Trust and a sense of mutual understanding are integral to any meaningful friendship. Every social organization relies on a set of basic and universally respected ground rules in order to function efficiently and effectively. The basis for a friendship between a homosexual man and a heterosexual man—indeed, the basis for any meaningful acceptance of homosexual males into the broader fraternity of men—has to be trust. Straight men who live in hip, liberal urban environments may get used to an overabundance of homosexual males,and they may learn to laugh off, ignore or even be flattered by the creepiest advances of their homosexual peers. But that’s not quite the same as establishing trust, and it doesn’t fly outside the city limits.

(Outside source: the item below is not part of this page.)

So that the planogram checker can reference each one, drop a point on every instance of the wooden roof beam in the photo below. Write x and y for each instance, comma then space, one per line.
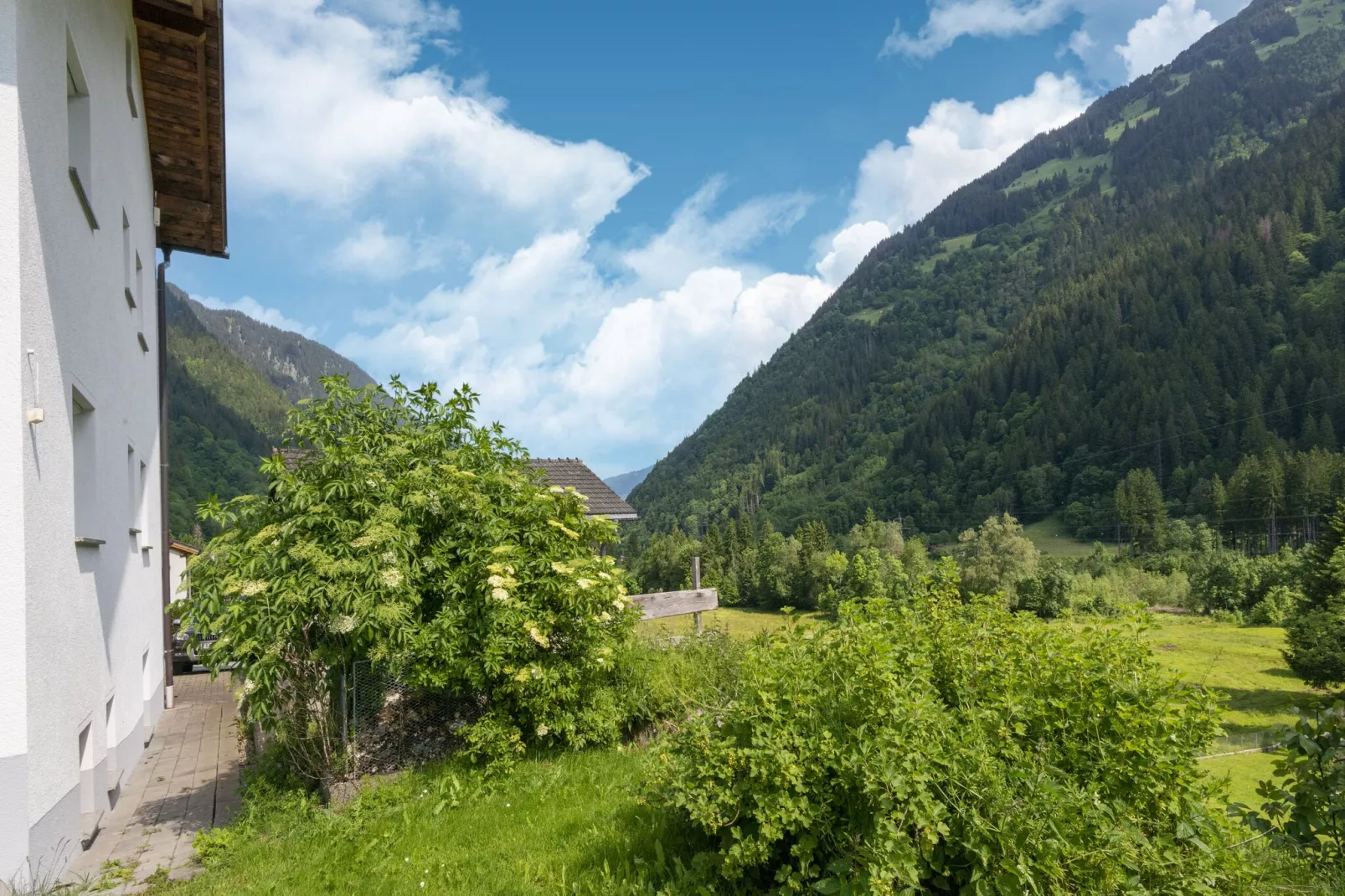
171, 15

Real male friendship, what Aussies would call “mateship,” is an alliance built on trust. You want to be able to trust a buddy to get your back, without worrying that he’s secretly waiting for the opportunity to poke you in the butt. You can trust a real pal around your wife, and likewise, you should be able to trust that he won’t violate your own sexual boundaries. Only when that trust has been established can anything resembling a real friendship between men occur. It’s a pop psychology myth that men have “problems” expressing themselves. It’s been my experience that even the most standoff-ish regular Joes are often willing (and sometimes surprisingly eager) to talk about the most embarrassing or personal aspects of their lives—with another guy who has earned their trust, who doesn’t have a secret agenda and who won’t use the information against them later.

That trust is the foundation of friendship should be obvious, and the idea that homos should respect the sexual boundaries of straight guys should also be obvious. But it doesn’t seem to be obvious enough. Too often, homosexual males throw good sense out the window and start thinking with their dicks. I’ve watched them recklessly overstep obvious and reasonable boundaries again and again, and then get butt-hurt when straight men want to keep them at arm’s length. I’ve heard horror stories from straight men about homosexual men who leer at them, catcall, make snide sexual innuendos about them, or hit on them outright in public—forcing them to awkwardly assert their heterosexuality or have everyone assume they are homosexual. And when those men do assert their heterosexuality, no matter what the circumstances, homosexuals seem more than happy to reflexively tar them with the “homophobia” brush and label them “insecure.”

I’ve been saying for a few years now that the real work for homosexual males lies not in political coercion, but in building alliances with straight men. Many heterosexual women think male homosexuality is just dandy. The real strained relationship remains where it has always historically been—between homosexual and heterosexual males. Any reconciliation between these two groups has to happen on the interpersonal level. Straight men shouldn’t simply be told that they have to become great pals with homosexual men and treat them like regular guys, and then pretend that any sexual advances are meant to be “harmless.” If homosexual and heterosexual men are going to maintain meaningful male friendships, homosexual males are going to have to demonstrate some respect for the sexual boundaries of straight men. They’re going to have to start thinking of straight men as being “off limits.” When they do, my experience has been that the end result is well worth showing a little restraint. It’s not a bad trade-off. It’s rational, it’s fair, and it’s civilized.

This is why I treat straight men like married women.

Originally posted online Sunday, June 08, 2008.